More on KentOnline
Invicta Dynamos have plenty of time to digest a disappointing weekend just gone.
A third-period comeback ensured they beat Romford Buccaneers on Saturday but they were second-best the following day in a 5-2 home loss against the Slough Jets.
With no game this weekend, and no home fixture until Oxford City Stars visit on October 28, there’s plenty of time to work on things.
Coach Karl Lennon admitted they were fortunate to have at least picked up two points from the weekend with victory in Romford, having been 5-2 down at the start of the third period, winning 7-5.
Lennon said: “Across the weekend, as a club, we didn’t meet the expectations that we set ourselves at the start of the season, our performances were poor both days.
“The attitude was pretty poor for parts of both games and application was poor for the majority of the periods that were played. I was not a happy coach with how we performed.
“Thankfully on Saturday, despite not showing up for the first two periods of the game, where Romford were the dominant team, playing much better than we did, we managed to make the most of the game in the third period with five unanswered goals.”
Brandon Chard got them level after going behind in the first period at the Romford Ice Rink but they were 4-2 down at the end of the second, allowing the Essex men to score a fifth early on in the third.
The Mos rallied as Tommy Huggett got them back to a two-goal deficit, Tom Soar pulled it closer and Owen Dell levelled. Gregor McAllan’s strike and another Soar effort completed the turnaround.
Lennon admitted he had some tough decisions to make on the night.
He said: “I had to make changes to get the job done and it paid off. That wasn’t a reflection on the players where changes were made, it was more to make an impact on the game and try and bring the best out of the ones that were literally doing close to nothing in the fixture. I had to make difficult decisions but that is my job.
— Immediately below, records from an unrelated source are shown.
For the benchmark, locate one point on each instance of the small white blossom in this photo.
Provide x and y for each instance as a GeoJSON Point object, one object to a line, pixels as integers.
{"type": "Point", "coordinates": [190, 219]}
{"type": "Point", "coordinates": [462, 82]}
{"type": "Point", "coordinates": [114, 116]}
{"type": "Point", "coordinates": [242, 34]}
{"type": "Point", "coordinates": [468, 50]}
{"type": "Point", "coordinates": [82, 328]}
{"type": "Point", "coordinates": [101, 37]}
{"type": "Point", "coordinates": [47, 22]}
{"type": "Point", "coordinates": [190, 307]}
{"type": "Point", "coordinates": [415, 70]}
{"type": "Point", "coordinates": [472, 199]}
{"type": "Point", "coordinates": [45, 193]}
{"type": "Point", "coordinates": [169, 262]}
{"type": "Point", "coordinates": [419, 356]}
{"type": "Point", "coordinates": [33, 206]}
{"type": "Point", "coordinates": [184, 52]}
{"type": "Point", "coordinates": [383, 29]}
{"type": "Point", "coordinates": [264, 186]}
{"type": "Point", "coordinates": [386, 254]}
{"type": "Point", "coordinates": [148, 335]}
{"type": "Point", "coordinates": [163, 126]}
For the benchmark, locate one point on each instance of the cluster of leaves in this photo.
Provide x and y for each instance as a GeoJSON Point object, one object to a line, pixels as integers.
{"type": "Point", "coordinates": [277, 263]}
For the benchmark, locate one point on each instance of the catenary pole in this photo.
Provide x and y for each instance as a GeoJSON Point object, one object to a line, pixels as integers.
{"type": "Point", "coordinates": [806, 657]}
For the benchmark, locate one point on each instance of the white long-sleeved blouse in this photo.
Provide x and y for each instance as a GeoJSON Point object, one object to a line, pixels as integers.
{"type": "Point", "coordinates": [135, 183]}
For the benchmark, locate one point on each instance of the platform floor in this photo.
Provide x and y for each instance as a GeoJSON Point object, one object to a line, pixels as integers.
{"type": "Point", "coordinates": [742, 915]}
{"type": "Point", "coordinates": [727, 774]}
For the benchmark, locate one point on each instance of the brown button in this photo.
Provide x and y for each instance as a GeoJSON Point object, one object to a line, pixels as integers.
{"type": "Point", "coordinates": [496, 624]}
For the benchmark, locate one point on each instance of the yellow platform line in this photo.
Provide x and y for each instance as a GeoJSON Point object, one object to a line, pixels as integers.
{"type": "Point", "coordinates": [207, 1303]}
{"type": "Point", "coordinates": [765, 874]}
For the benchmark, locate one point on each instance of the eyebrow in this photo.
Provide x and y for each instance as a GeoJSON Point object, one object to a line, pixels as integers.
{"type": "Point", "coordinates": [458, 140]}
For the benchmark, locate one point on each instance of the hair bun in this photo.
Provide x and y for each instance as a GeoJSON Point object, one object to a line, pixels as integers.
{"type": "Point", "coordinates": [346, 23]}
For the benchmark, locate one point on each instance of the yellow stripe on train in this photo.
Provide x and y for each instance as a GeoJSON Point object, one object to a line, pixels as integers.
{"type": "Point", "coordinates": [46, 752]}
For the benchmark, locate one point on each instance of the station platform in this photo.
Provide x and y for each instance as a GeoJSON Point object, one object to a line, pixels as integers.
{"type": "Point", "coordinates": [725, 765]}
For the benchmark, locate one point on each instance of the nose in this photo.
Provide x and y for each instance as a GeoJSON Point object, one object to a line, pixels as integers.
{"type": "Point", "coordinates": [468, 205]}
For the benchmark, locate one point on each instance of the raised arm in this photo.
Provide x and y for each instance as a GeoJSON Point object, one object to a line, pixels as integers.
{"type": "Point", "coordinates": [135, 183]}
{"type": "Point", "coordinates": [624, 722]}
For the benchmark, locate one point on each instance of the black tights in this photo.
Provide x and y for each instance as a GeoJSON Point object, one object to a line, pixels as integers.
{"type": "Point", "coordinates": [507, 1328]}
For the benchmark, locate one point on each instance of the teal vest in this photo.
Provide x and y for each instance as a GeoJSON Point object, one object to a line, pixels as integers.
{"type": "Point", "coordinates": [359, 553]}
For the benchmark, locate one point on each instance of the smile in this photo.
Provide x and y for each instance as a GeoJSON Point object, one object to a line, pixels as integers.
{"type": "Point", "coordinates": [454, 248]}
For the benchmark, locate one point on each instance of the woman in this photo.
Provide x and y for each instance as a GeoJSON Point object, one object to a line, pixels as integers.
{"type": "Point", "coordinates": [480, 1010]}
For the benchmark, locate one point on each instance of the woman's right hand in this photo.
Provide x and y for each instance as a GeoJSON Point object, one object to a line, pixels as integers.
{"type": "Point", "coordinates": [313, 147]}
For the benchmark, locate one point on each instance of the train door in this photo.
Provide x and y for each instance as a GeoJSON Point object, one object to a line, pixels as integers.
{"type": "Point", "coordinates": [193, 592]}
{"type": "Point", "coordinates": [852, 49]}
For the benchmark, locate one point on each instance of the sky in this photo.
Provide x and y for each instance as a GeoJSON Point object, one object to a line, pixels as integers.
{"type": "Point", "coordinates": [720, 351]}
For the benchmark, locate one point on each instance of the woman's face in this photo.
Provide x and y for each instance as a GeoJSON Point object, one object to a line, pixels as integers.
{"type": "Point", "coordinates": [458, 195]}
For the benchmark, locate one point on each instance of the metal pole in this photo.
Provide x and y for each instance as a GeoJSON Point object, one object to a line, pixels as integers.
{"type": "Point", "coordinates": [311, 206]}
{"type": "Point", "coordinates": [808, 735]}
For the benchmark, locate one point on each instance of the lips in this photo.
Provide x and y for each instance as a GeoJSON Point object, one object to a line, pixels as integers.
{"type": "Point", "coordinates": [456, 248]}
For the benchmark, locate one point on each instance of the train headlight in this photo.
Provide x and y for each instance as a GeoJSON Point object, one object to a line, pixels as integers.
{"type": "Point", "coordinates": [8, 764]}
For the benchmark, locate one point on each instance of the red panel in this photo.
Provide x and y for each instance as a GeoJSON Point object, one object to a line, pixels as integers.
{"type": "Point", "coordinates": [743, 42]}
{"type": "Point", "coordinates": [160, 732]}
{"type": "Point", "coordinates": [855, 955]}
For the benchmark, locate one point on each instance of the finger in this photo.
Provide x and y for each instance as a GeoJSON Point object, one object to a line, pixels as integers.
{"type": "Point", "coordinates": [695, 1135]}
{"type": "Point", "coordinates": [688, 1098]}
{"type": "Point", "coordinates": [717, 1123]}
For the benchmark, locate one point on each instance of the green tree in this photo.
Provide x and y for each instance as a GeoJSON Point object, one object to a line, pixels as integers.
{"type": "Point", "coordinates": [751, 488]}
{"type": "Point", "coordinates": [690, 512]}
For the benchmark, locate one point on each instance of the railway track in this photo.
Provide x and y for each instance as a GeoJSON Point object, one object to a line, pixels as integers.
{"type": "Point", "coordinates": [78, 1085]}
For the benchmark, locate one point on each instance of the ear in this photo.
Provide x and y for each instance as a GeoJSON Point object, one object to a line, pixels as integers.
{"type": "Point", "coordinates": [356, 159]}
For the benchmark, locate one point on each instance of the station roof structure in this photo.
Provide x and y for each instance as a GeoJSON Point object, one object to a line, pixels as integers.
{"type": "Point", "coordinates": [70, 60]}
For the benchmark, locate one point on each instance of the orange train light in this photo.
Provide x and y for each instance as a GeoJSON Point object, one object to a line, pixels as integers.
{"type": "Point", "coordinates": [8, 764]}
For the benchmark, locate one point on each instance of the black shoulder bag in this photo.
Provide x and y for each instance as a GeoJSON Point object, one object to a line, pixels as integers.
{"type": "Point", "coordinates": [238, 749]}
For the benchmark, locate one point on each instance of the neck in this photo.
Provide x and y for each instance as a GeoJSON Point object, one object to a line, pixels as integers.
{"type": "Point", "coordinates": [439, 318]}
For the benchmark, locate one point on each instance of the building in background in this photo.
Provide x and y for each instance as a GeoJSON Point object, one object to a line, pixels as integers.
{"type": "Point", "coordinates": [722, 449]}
“The third period was excellent, we were brilliant, it’s just frustrating because if we had that for three periods it would have been a comfortable win, everyone would have been happy and instead it was more dramatic than it needed to be.”
The Mos were unable to take that third-period momentum into the game on home ice, suffering with the loss of the injured Huggett.
Slough dominated the first period but netminder Owen Rider kept them down to a 1-0 advantage. Dell got it back to 1-1 in the second but the Jets struck twice more.
There were two more goals from the visitors in the final period, with Soar getting another for the Mos in the 5-2 loss.
“Without Tommy I thought we looked a little weaker,” said the coach.
“They are a high-intensity team, work really hard, the coach there is fantastic, he has a young core of players who have been brought up through the ranks, a bit like what I am trying to do here and I take a lot of lessons from what Slough are doing, most definitely. He has them all on the same page, all working hard, all energetic and that created a host of problems for us where they were creating shot after shot.
“It looked like we would be in a good position going into the third period but in the last couple of minutes we made two very casual mistakes again, which resulted in two goals for them, then the third period is a much different proposition.
“We were always chasing and when you’re chasing, my feeling was that we tried to do things too much on an individual basis, we aborted the teamwork ethic we normally apply in these situations, which got us out of trouble on Saturday, and it didn’t work.
“I don’t know why the players decided to play like that, it’s not my coaching method to teach them to skate end to end with the puck, I am teaching them how to move it around each other and work together but sometimes these things happen.
“They were great for their win, fantastic from start to finish, it was a tough one to digest. We didn’t deserve any points and I think we were lucky to get two out of the weekend.”
The Mos return to the ice on Sunday, October 15, away against reigning champions and league leaders Streatham.
“The bad thing for me is that now we have to sit on a loss,” said the coach.
“We have that to learn and understand and we have four practices ahead before we play Streatham away from home. We will have to be a world apart from where we were this weekend, in terms of competing with them.
“It’s going to be two weeks of hard work and preparation to be better against a team that is currently top of our division again.
“There is so much talent on this team, there really is, there is no doubting that, there is talent but then there is application and realising that talent, talent only gets you so far and hard work gets you the rest of the way and unfortunately the hard work part is most of it.
“It was good to get the win (on Saturday), probably two points we didn’t deserve, but we got them and we’ll take them, because we got nothing on Sunday.”
Lennon admits he would also like his team to show a bit more balance in their emotions, adding: “For me, the highs are high and the lows are low at the moment, that is how it feels like, we need to become a little more consistent, not just with our performances but with our emotions as well.
“It is very easy for us to have a five-goal swing in the third period but it can also be a three-goal deficit in a period and the world is ending, we need to have that resilience and fight to get back into games and I don’t think we did that well enough the last couple of games.
“Every step along the way is a lesson, if we are not better for that, then we will never get better, we have to take that on board and look forward. It’s better for it to happen now at the start of the season than the end, we had a similar start last season where it was difficult in places but we rode it out and it is no different now.
“The reality is we are now three (wins) and two (losses), we could be four and one, a much different start to the season and one I would have preferred.”